В своей теории и практике цвета Ван Гог исходил из того, что "цвет сам по себе выражает нечто - это надо использовать...". И в самом деле, в памяти человечества давно уже определенным цветам соответствуют определенные смысловые значения. Желтый - цвет солнца, спелых хлебов, цвет жара, юга; у восточных народов - цвет жизни. Зеленый - цвет леса, листьев, молодых всходов, весны, севера, прохлады. Голубой - небесный свод, воздух, астральные понятия, надмирность, легкость и т. п. Коричневый, лиловый земля, материя, тяжесть. Красный - кровь, молодость, огонь, "пыл души". Собственно, эта "естественная" символика цвета всегда использовалась живописью и особенно в те эпохи, когда семантическая сторона средств искусства призывалась для выражения духовного содержания, невыразимого конкретно предметными формами. Система символических подобий лежит в основе искусства Востока, средневековья, например иконы, в которой смысловое значение каждого цвета строго регламентировалось иконографией. В японском искусстве тоже имеют место свои иконографические условности, однако в нем они опираются на отработанную веками классификацию прочных связей цвета с чувствами. Ван Гога как раз интересуют закономерности эмоционального воздействия цвета, так как главным предметом его забот является непросто живописная гармонизация натурных ощущений, как это имело место у Сезанна (и вообще в европейской традиции), а метацвет, какой говорил, "суггестивный цвет", цвет, внушающий определенные представления. "Скажу откровенно - я все больше возвращаюсь к тому, чего искал до приезда в Париж. Не уверен, что кто-нибудь до меня говорил о суггестивном цвете. Делакруа и Монтичелли умели выразить цветом многое, но не обмолвились на этот счет ни словом. Я все тот же, каким был в Нюэнене, когда неудачно пытался учиться музыке. Но уже тогда я чувствовал связь, существующую между нашим цветом и музыкой Вагнера" (539, 400).

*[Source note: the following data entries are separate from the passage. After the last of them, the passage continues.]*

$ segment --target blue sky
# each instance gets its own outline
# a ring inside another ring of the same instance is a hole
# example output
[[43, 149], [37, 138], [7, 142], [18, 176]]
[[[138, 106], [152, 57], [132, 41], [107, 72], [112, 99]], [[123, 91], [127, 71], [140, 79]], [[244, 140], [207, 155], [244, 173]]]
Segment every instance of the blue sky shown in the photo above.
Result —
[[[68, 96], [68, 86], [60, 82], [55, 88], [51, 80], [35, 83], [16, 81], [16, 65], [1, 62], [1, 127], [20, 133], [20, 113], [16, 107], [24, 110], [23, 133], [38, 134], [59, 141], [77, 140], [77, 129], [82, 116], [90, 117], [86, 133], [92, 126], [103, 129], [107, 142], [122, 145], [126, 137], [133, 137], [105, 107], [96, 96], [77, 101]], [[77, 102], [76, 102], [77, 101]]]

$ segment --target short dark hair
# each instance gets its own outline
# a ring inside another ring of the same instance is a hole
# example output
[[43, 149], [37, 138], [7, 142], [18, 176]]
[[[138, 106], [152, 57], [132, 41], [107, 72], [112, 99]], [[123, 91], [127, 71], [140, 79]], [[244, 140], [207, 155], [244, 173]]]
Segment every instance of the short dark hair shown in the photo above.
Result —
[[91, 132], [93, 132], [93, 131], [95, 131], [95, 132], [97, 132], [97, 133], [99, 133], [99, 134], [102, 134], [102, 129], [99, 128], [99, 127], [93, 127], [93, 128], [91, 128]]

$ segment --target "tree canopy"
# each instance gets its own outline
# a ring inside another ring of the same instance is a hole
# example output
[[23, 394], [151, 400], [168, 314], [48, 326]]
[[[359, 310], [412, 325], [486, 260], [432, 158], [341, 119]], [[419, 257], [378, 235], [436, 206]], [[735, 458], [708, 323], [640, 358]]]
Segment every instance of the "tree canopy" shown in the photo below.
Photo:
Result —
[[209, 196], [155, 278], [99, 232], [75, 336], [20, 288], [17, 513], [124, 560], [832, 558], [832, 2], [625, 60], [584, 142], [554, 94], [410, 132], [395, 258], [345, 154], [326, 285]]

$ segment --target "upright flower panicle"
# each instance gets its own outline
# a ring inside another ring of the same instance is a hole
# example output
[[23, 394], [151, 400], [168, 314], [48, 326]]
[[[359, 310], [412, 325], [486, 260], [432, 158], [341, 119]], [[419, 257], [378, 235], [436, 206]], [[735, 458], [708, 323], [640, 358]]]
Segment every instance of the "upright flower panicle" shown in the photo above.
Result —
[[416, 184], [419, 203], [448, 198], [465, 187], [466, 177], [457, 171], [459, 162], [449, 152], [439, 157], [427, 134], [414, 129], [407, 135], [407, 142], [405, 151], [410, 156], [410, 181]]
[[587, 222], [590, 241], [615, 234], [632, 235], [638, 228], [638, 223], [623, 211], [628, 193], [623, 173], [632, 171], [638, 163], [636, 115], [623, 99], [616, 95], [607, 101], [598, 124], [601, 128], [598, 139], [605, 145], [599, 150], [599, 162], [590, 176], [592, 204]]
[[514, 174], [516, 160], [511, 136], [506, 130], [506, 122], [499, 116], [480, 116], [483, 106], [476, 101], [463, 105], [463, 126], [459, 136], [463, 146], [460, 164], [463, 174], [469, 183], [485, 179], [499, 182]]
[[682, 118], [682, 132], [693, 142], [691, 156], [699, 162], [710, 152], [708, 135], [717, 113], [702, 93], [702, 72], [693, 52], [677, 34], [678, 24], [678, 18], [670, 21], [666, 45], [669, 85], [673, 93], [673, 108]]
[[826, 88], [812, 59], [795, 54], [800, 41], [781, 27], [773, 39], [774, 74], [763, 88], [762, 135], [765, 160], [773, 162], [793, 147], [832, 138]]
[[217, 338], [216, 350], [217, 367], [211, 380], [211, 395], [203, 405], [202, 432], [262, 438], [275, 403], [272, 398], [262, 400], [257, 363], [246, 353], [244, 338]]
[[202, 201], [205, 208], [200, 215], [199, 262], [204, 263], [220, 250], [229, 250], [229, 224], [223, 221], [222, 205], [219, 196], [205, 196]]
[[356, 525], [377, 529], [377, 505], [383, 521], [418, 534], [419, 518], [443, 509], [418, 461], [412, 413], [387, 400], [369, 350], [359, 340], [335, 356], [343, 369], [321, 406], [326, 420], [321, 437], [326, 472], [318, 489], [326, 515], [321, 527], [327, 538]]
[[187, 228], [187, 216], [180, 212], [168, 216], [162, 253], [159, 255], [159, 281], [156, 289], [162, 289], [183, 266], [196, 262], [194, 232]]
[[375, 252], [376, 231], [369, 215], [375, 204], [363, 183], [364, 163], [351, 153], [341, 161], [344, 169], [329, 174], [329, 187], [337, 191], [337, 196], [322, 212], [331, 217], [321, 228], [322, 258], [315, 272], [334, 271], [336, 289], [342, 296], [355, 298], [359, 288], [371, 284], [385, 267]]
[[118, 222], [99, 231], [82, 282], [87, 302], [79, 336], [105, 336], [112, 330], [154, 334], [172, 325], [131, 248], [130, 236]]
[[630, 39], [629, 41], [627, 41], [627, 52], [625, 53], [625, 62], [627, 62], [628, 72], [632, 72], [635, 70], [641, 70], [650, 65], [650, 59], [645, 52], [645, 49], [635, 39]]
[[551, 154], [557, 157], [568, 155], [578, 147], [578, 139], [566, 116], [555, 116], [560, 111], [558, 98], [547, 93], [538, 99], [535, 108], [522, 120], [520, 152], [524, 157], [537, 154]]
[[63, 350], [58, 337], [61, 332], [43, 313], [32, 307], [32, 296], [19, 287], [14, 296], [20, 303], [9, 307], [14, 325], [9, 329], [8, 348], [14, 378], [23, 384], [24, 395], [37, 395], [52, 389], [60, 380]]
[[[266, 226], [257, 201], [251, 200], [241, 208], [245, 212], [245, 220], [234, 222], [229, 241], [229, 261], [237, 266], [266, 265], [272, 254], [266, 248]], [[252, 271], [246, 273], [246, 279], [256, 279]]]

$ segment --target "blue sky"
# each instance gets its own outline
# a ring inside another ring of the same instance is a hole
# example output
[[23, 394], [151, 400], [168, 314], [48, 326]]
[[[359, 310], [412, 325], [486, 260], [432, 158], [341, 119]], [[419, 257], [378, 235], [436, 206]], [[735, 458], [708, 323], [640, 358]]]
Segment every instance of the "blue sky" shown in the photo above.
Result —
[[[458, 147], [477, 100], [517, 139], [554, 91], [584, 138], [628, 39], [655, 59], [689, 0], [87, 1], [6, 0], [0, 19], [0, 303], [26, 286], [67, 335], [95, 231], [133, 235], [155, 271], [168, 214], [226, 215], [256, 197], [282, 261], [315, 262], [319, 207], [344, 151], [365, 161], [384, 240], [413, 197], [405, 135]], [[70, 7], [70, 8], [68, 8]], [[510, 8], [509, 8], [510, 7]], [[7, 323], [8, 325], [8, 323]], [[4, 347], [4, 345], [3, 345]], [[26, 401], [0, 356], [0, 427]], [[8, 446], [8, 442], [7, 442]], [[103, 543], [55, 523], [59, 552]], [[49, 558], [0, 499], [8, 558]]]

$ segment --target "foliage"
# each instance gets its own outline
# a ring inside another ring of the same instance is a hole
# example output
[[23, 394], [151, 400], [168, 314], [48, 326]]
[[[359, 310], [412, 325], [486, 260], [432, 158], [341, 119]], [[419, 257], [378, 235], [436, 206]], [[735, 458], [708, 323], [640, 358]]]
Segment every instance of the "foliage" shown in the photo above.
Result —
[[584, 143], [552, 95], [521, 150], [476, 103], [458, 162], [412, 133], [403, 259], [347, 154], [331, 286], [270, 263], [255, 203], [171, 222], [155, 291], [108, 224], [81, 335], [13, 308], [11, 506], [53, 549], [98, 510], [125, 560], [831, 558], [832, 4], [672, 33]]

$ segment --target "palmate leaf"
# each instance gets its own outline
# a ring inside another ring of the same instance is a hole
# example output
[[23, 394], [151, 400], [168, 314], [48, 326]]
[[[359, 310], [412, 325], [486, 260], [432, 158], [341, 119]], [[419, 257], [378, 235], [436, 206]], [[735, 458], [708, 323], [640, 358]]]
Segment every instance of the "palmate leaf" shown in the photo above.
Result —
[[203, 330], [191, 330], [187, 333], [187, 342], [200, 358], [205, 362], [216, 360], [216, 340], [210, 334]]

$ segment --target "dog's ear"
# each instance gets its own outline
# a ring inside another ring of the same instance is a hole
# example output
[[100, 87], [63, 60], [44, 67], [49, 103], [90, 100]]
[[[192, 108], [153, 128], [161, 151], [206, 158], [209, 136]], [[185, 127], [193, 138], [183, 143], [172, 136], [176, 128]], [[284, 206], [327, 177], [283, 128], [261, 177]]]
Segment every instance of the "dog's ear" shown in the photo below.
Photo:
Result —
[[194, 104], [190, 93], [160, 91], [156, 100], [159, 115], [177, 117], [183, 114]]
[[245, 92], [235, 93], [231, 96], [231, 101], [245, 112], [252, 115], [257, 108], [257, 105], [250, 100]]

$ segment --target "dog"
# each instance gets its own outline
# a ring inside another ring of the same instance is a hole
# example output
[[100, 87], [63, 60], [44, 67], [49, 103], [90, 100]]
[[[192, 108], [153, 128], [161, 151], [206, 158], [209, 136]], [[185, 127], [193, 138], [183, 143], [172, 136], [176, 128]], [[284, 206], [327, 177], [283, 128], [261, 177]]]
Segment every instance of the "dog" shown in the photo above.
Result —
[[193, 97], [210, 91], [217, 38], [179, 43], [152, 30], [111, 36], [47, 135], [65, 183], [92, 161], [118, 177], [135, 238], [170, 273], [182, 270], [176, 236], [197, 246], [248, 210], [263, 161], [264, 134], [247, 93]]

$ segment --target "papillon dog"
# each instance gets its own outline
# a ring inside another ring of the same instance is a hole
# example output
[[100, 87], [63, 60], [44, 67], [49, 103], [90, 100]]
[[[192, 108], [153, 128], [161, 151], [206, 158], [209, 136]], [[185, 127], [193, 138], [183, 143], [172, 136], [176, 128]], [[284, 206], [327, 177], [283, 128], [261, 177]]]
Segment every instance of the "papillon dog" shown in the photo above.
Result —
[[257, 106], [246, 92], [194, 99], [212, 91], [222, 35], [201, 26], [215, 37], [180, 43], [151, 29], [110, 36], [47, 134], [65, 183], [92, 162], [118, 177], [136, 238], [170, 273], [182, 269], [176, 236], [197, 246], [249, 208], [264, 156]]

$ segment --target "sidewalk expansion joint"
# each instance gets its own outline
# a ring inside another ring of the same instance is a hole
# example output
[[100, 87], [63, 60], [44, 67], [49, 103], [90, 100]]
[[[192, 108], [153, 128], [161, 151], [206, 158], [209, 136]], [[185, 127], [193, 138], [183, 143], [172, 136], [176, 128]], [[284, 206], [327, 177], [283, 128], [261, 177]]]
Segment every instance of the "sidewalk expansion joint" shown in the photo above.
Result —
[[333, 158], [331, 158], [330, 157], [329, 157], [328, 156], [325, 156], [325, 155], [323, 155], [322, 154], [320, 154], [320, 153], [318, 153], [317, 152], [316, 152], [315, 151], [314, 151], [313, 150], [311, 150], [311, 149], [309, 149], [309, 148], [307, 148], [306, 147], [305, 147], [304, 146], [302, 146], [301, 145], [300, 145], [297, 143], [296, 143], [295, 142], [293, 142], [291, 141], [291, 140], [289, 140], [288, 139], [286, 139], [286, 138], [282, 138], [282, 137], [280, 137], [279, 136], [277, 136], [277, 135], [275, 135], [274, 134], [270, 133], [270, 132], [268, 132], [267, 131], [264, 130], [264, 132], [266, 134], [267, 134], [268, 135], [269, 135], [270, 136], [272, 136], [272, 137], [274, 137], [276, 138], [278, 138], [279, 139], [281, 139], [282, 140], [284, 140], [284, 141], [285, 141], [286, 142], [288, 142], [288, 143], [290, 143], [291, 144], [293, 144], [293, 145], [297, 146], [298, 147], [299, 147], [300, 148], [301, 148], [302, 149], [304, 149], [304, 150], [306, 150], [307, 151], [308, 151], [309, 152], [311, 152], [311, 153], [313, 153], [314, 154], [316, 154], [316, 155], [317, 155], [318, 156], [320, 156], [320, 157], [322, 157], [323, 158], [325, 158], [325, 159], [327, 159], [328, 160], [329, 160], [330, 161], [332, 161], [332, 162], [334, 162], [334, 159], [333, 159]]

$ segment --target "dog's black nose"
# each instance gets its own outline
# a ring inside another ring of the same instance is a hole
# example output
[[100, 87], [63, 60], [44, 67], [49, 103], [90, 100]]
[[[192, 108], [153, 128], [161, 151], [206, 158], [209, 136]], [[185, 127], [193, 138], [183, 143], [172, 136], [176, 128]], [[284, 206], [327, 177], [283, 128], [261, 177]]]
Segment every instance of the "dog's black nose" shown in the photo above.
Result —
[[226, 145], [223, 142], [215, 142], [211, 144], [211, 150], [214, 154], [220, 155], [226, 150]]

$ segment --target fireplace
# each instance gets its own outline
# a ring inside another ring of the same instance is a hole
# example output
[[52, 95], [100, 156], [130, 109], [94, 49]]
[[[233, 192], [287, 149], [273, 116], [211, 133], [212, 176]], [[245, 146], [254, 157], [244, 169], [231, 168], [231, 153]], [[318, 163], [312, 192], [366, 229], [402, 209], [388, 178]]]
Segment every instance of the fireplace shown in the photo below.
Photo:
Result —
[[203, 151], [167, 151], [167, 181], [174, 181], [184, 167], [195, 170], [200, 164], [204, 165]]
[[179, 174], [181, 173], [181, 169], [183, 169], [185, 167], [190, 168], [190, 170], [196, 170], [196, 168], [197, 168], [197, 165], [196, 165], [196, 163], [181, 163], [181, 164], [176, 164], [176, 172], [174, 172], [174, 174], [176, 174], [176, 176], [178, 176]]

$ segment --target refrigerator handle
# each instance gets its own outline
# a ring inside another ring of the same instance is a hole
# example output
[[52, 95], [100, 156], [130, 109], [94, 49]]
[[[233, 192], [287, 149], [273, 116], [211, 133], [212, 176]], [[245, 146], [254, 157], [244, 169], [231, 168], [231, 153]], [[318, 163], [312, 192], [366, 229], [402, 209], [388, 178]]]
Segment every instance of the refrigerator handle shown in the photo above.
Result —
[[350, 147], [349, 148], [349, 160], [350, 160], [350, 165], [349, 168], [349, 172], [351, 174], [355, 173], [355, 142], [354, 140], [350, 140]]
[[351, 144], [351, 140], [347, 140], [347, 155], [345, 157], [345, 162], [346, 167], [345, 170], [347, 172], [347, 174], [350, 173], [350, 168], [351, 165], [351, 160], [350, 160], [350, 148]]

Еще Ницше писал о "семиотике звуков" 26 в музыке Вагнера. Ван Гог стремится к чему-то подобному в отношении цвета.
Как всегда, фигуры - "единственное в живописи, что волнует меня до глубины души: они сильнее, чем все остальное, дают мне почувствовать бесконечность..." (516. 375). И вот он предпринимает неслыханное изображение людей в этой цветовой системе. Он знает, что рискует потерять тех немногих желающих ему позировать, но проверить ее на фигуре Ван Гогу необходимо. "Мне хотелось бы писать мужчин и женщин так, чтобы вкладывать в них что-то от вечности, символом которой был некогда нимб, от вечности, которую мы ищем теперь в сиянии, в вибрации самого колорита" (531, 390).
Ему позирует его новый приятель лейтенант зуавов Милье, с которым они иногда вместе рисуют на холмах Монтмажура, - кумир арлезианок и, как думает Ван Гог, образец здоровья и нерассуждающей мужественности ("Портрет Милье", F473, музей Крёллер-Мюллер). Зеленый цвет фона, взятый в полную силу и словно излучающий свет, действительно окружает голову Милье подобием "нездешнего" сияния.
Тяга к портрету, вытекавшая, быть может, из его страсти к изучению лица, к постижению того, что выражают человеческие черты, была "архаикой", возвратом назад. Современная ему живопись отступалась от портрета. Уже импрессионистов человек занимал как часть меняющейся жизни - человек без прошлого и будущего. Ван Гог по-своему тоже ограничивает "поход" внутрь человека, такой бесконечно проникновенный у его кумира Рембрандта: "Я не стремлюсь достичь сходства, но только страстного выражения" (В. 5) 27. Вот почему ему нужна дружба или симпатия к модели, разумеется, художническая. Ведь речь идет не об индивидуальности каждого, а скорее, о причастности к роду человеческому. Говоря о портретах Ван Гога, М. Шапиро пишет: "Их индивидуальность уже заключена в их человечности, и человек значим и неповторим, как листья на одном и том же дереве" 28.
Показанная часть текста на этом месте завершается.